GFSI stands for the Global Food Safety Initiative, which is a project launched by the business forum CIES in 2000, to harmonies international food safety standards and reduce the need for multiple supplier audits. The CIES members include the world's leading retailer organizations and food manufacturers.
Rather than create another Standard, the GFSI Technical Committee identified the key components necessary for good food safety standards and the operating protocols for the delivery of certification, whilst creating a benchmarking document.
Standard owners such as the BRC were invited to submit their Standards for benchmarking. It is important to recognise that the bench marking process was not designed to create a single super Standard, but to allow innovation and competitive development between Standard owners whilst meeting a core set of requirements. The BRC’s ability to react to changing food safety concerns, meet customer requirements, yet provide a simple, easy to follow process for manufacturers has led to the Standard becoming the most used GFSI equivalent Standard with over 15,000 certificated sites worldwide.
The BRC Global Standards for Food Safety was the first Standard to be recognized as meeting the benchmark back in 2000 and each issue has continued to be benchmarked since.
Benchmarking of the BRC Global Standard for food safety issue 6
The GFSI have stated that the BRC Global Standard for Food Safety continues to be a GFSI recognized program, whilst the benchmarking against the GFSI Guidance Document 6 is undertaken on the GFSI website.
As with every other issue of the BRC Standard, it has been submitted for benchmarking against the relevant GFSI Guidance Document, which co-incidentally is also Issue 6. Changes made to Issue 6 largely built upon the existing Issue 5 Standard by adding clarity and in places greater detail to ensure consistent application. The changes were made with careful consideration of GFSI requirements and with the benefit of having the new Guidance Document available for the rewrite process. The Standard is going through the benchmarking process against the new GFSI Guidance Document Issue 6 and has the same status as all of the other GFSI recognised schemes - none of which have been benchmarked against the new Guidance Document.
WHAT DOES IT COVER
The Standard is designed to provide certification for food manufacturers who implement good manufacturing practices and have the supporting quality management systems to produce safe, legal product meeting their customer’s quality requirements.

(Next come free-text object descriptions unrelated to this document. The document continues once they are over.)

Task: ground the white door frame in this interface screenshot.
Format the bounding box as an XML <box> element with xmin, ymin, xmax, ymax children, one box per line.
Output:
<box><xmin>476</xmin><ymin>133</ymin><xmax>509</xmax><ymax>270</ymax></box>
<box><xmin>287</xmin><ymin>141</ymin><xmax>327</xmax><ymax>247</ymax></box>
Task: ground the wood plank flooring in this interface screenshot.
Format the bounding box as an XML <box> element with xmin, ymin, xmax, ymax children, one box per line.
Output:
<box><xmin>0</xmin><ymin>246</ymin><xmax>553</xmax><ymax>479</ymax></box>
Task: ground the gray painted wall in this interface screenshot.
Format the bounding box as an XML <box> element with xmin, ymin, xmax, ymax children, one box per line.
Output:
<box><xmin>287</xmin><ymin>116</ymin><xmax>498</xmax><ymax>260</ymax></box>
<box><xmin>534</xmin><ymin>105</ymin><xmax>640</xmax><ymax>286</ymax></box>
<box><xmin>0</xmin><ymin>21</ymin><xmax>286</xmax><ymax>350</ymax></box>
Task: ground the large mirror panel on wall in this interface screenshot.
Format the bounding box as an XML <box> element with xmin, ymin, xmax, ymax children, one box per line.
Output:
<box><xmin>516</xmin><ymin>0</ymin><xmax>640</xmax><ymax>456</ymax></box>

The Standard can be applied to any food processing or packing operation where open food is handled, processed or packed. This may range from primary products such as fresh produce pack houses and slaughter houses through to processed foods, canneries and high risk ready to eat products. In some sectors such as fresh produce, guideline documents are available to assist with interpretation.
The standard is divided into 7 chapters :
Senior Management Commitment and Continual Improvement – For any food safety system to be effective it is essential that the factory senior management are fully committed to its application and continued development.
The Food Safety Plan (HACCP) – The basis for the Food Safety System is an effective HACCP programme based on the requirements of the internationally recognised Codex Alimentarius system.
Food Safety and Quality Management System - This sets out requirements for the management of food safety and quality, building upon the principles of ISO 9000. This includes requirements for product specifications, supplier approval, traceability, and the management of incidents and product recalls.
Site Standards – These define expectations for the processing environment including the layout and maintenance of the buildings and equipment, cleaning, pest control and waste management. This includes a specific section on managing foreign body controls.
Product Control – This includes requirements at the product design and development stage, Allergen management and the expectations of Laboratories and product testing.
Process Control – This covers the establishment and maintenance of safe process controls, weight/volume control and equipment calibration.
Personnel – This defines requirements for the training of staff and expectations on protective clothing and personnel hygiene.
It is the latest standard.
Any food chain organization including food grower, processors & manufacturer.
DRIVERS FOR CERTIFICATION
Promote best practices
Improve supplier standards and consistency, and avoid product failure.
Eliminate multiple audits of food manufacturers.
Support retailer objectives at all levels of the manufacturing supply chain.
Provide concise information to assist with due diligence defence.
Existing implementation a Quality Management System such as ISO may mean that many of the requirements of the Standard are already met.
Cost savings can be made through improved efficiency and productivity.
Improvements can be developed, resulting in less waste, inappropriate or rejected work and fewer complaints.
Certification to the standard provides credibility.
Assists Companies choose approved suppliers with confidence.
Provides assurance that suppliers are following good manufacturing practice and are meeting their legal requirements.
Provision of a single recognized third party audit report saves time money and inconvenience.
Provides marketing opportunities through the BRC Global Standards Directory website and use of the BRC logo.